Time to go back to the drawing board...er...kitchen.
Experiment until it's right
Trying again, I ditched the whole wheat flour. It absorbs liquid and contributes to the dry texture. I can be healthier elsewhere.
Next, I kept the walnuts raw, and increased the amounts of maple syrup and butter to add more maple flavor and richness.
How to make drop scones
Making a recipe for scones is pretty straightforward. You whisk your dry ingredients and cut in the butter. Next, mix in the wet ingredients and add to the dry ingredients.
Nothing too difficult.
Here's a tip for when you chop your walnuts. Since these scones will be dropped (more on that later), you can keep the walnuts on the coarser side. But not too coarse.
Here's another tip for you. It's important to keep your butter cold, and working with it frozen is even better.
I find it's best to grate the frozen butter with a box grater and lightly toss it with the flour as you go. The butter won't build up on your cutting board, and will be easier to cut in with the pastry cutter.
Plus, if you keep your butter in the freezer (as I do), there’s no need to defrost it first, and that means scones at a moment’s notice!
What are dropped scones?
Great question, and no, it doesn't involve picking anything up off the floor.
At least I hope not.
Drop scones mean that instead of rolling the dough into a big disk and cutting it into wedges, you scoop out mounds and drop them directly onto a half sheet baking pan.
I use a large cookie scoop that holds about ¼ cup of dough to shape my rounds. If that's not handy, you can use an ice cream scoop or just two spoons.
On the plus side, there’s no need to chill the shaped scones before baking.
These Maple Walnut scones had a rustic look to them because they were scooped instead of shaped into the traditional wedges. The dough is a bit wet and sticky, so I don’t think shaping would work well anyway.
Maple and walnuts are perfect for Autumn baking
These Glazed Maple Walnut Scones have a delicious maple flavor with a lovely moist texture that's nicely contrasted by the earthiness of the walnuts.
In other words, Fall baking flavors for the win!
They're really nice for a brisk Autumn morning or as a snack. I can just imagine a steaming cup of tea, a fire, a book, a dog at my feet… (hey, come back to us!)

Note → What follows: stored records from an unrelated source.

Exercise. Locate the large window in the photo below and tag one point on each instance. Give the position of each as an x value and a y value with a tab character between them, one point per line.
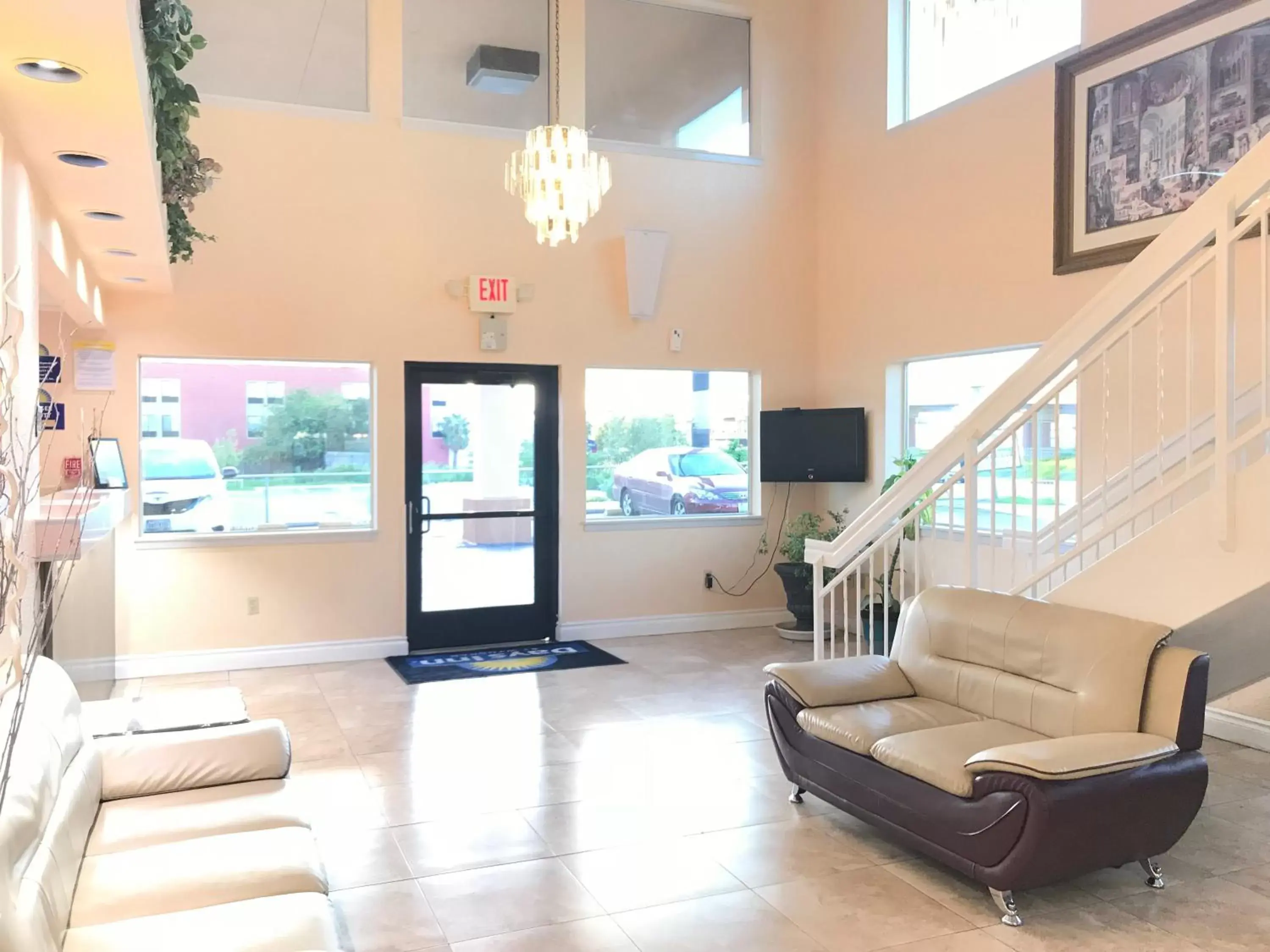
668	443
482	63
666	77
304	52
1033	474
295	454
262	398
954	47
160	408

I know Maple Walnut Scones will be a hit with your family. Enjoy a taste of Autumn baking!
Slainté! L’chaim! Cheers!
Glazed Maple Walnut Scones
- pastry brush
For the scones
- ½ cup heavy cream
- ¼ cup brown sugar, packed, light or dark
- ⅓ cup maple syrup, Dark Amber, robust taste
- 1 large egg
- 2½ cups all-purpose flour
- 1 Tbsp baking powder
- ½ tsp kosher salt
- ½ cup unsalted butter, frozen and grated
- 1 cup walnuts, chopped
- 3 Tbsp heavy cream, for brushing on top of scones
- 1 Tbsp coarse sugar, for sprinkling
For the maple glaze
- 1 Tbsp butter, unsalted
- 3 Tbsp maple syrup, Dark Amber, robust taste
- ½ cup powdered sugar, sifted
- Make the scones: In a medium bowl, whisk the cream, brown sugar, maple syrup, and egg together until no lumps remain. Set aside. In a large bowl, whisk the flour, baking powder, and salt together.
- Pour the wet ingredients into the flour mixture, add in the walnuts, and stir the mixture together until everything appears moistened. Try your best to not overwork the dough at any point. You should still see little pieces of butter in the dough.

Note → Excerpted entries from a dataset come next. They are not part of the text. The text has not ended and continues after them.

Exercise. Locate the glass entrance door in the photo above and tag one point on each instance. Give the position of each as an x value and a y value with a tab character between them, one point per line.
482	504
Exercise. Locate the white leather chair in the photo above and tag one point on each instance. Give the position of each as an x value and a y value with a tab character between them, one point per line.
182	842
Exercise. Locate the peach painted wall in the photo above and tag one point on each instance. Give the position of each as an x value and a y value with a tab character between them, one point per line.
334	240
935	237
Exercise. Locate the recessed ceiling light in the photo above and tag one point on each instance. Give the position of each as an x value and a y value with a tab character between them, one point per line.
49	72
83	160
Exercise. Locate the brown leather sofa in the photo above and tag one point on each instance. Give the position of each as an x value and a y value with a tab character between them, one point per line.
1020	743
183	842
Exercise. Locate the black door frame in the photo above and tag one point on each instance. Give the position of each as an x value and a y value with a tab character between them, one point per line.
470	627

- Using a large cookie scoop or an ice cream scoop to portion out ¼-cup mounds of the dough onto prepared baking sheet at least 3-inches apart. You might need to use a spoon to help get the dough out of the scoop. The dough will be sticky and a little wet.
- Brush scones with cream, then sprinkle with coarse sugar if desired.
- Bake scones for 18 to 23 minutes, rotating pans after 10 minutes, until lightly golden and cooked through. Remove the pans from the oven and let them cool as you make the glaze.
- Make the glaze: Melt the butter and maple syrup together In a small saucepan over low heat, whisking occasionally. Once the butter has melted, remove from heat and whisk in the sifted powdered sugar.
- Drizzle over the still warm scones and let the glaze set about 5 minutes (if you can wait that long!). Serve & enjoy!